El juicio fue severo. Los numerosos e influyentes parientes del esposo exigieron un castigo duro. Pero la jueza —una anciana de ojos penetrantes y voz cansada— dijo ante la sala:
“Por esto no se manda a alguien a prisión. Por esto se le da las gracias. El mundo ha quedado más limpio.”
A Tatiana le cayeron siete años. Seis años después —libertad condicional—. Pero el mundo tras las rejas resultó más sencillo que el de fuera. Nadie quería contratar a una exconvicta. Ni en cafés, ni en tiendas, ni siquiera como limpiadora. Todas las puertas, cerradas. Y solo por casualidad, al pasar frente a la morgue, vio un aviso: “Se necesita camillero/a. No se requiere experiencia. Salario por encima de la media”. El corazón se le encogió. Era una oportunidad. Fue, contó con honestidad su historia, esperando el rechazo. Pero la contrataron. Sin palabras de más, sin juicio.

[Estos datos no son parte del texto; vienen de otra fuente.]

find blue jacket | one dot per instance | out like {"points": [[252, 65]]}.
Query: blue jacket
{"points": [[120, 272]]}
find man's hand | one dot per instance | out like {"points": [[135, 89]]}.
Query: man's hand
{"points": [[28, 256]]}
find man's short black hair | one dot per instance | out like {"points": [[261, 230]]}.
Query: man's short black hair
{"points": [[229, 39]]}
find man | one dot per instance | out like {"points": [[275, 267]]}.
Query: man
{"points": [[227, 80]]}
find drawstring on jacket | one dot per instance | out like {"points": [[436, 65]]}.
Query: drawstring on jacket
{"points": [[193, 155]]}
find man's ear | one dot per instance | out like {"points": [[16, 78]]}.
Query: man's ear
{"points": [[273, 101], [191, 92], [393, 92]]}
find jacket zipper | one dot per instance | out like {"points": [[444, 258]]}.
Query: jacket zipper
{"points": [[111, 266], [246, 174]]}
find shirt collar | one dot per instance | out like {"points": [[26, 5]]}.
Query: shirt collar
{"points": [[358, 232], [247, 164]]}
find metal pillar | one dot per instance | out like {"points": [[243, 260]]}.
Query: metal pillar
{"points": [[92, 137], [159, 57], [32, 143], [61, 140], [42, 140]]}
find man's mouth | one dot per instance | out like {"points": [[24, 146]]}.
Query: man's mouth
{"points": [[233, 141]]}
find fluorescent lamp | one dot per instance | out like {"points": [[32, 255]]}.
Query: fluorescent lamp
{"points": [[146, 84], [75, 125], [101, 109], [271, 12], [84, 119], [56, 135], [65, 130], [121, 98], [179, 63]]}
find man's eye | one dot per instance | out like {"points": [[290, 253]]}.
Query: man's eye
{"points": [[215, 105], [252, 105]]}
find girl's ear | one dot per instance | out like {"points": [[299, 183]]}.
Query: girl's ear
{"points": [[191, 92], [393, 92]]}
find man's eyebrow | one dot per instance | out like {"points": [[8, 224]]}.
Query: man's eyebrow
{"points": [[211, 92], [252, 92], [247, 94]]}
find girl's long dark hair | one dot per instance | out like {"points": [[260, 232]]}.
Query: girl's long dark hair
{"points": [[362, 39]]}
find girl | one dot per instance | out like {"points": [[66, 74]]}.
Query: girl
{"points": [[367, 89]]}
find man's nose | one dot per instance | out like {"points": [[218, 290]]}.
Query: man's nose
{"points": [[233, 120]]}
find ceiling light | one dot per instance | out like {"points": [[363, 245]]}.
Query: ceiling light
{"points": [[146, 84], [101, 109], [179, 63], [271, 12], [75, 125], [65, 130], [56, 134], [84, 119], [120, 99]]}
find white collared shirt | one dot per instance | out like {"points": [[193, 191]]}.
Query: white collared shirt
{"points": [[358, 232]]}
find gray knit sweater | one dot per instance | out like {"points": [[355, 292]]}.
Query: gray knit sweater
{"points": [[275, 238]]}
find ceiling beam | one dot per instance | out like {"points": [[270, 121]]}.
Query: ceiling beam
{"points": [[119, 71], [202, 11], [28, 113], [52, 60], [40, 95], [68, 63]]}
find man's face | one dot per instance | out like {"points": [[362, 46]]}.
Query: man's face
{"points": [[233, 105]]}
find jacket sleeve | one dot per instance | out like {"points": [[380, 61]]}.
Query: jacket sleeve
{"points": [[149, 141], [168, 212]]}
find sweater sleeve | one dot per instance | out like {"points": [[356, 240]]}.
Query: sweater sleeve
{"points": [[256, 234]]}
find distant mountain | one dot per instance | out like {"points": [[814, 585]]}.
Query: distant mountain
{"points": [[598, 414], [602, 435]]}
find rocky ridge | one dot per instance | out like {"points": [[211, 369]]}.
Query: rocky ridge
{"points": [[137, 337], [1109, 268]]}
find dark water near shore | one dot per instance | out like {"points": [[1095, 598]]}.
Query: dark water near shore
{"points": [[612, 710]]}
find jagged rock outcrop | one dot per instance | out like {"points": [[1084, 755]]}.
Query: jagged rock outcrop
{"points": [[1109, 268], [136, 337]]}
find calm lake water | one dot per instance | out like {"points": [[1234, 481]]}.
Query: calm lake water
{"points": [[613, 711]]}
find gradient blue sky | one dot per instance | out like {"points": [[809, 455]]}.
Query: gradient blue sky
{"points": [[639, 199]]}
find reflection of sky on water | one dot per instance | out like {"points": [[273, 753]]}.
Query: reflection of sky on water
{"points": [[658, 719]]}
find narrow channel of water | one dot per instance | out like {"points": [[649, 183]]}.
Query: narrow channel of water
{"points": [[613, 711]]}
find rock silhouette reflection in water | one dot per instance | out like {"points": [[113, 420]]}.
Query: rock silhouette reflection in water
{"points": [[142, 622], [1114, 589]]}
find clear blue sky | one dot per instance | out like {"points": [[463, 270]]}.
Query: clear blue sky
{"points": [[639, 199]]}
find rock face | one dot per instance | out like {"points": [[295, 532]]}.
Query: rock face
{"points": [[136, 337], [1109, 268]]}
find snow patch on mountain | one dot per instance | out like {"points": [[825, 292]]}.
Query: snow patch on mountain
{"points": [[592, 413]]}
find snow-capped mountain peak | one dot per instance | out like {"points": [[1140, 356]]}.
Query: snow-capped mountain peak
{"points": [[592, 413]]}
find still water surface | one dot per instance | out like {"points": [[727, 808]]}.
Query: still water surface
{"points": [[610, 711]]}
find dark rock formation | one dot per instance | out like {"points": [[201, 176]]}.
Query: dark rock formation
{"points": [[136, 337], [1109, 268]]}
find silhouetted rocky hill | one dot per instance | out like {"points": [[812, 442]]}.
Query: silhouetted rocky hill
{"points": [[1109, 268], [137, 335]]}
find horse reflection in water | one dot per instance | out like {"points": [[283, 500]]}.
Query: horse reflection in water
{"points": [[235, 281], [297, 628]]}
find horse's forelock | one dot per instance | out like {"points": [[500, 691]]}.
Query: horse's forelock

El trabajo era duro. Las primeras noches se despertaba empapada en sudor frío, oyendo en su cabeza portazos y pasos de guardias. Pero poco a poco el miedo se desvaneció. Sobre todo después de las palabras del viejo patólogo, Piotr Efremóvich —delgado, canoso, con el rostro surcado de arrugas como un mapa de vida—.
“Debes temer a los vivos, chica —le dijo sonriendo—. Estos ya no tocan a nadie.”
Aquellas palabras se convirtieron en su mantra. Empezó a ver a los muertos de otra manera: no como fantasmas, sino como quienes ya habían atravesado el dolor, el miedo y el sufrimiento. Ellos estaban en paz. Y ella seguía luchando.
Y ahora, en aquel día extraño, llevaron a una novia a la morgue. En una camilla, cubierta con una sábana, con flores en las manos, con un vestido de novia como una princesa dormida. A su lado estaba el novio —joven, apuesto, pero con unos ojos a los que se les había apagado la luz—. No lloraba. Solo miraba. Su mirada estaba vacía, como si su alma ya se hubiese ido, dejando el cuerpo en pie. Los familiares intentaban apartarlo, pero él se resistía como un hombre incapaz de creer la realidad. Cuando por fin se lo llevaron, volvió la cabeza y miró la morgue como si fueran las puertas del infierno.
Tatiana oyó hablar a los camilleros: la novia había sido envenenada por su amiga de la infancia. Aquella que estuvo en la boda, sonriendo con veneno en el corazón. Resultó que el novio en su día la había amado, pero luego conoció a la novia —y todo cambió—. La amiga no soportó la traición, no aceptó que otra ocupara su lugar. Y ahora, arrestada, perdió para siempre tanto el amor como la amistad.
Tatiana pasó junto a la camilla y se quedó helada. La chica era de una belleza deslumbrante. Su rostro no estaba deformado por el dolor; al contrario, irradiaba calma, como si simplemente durmiera. La piel fresca, sonrosada, como tras un sueño largo. Algo no cuadraba. Un cuerpo muerto no se ve así.
—Tatiana, termina en esa sala, limpia aquí y cierra —la voz de Efremóvich interrumpió sus pensamientos.
—¿No va a realizar la autopsia hoy? —preguntó.
—No, debo irme con urgencia. Vendré temprano mañana.
—Entendido.
—Bien. Estos no tienen prisa —rió—. Así que esperarán.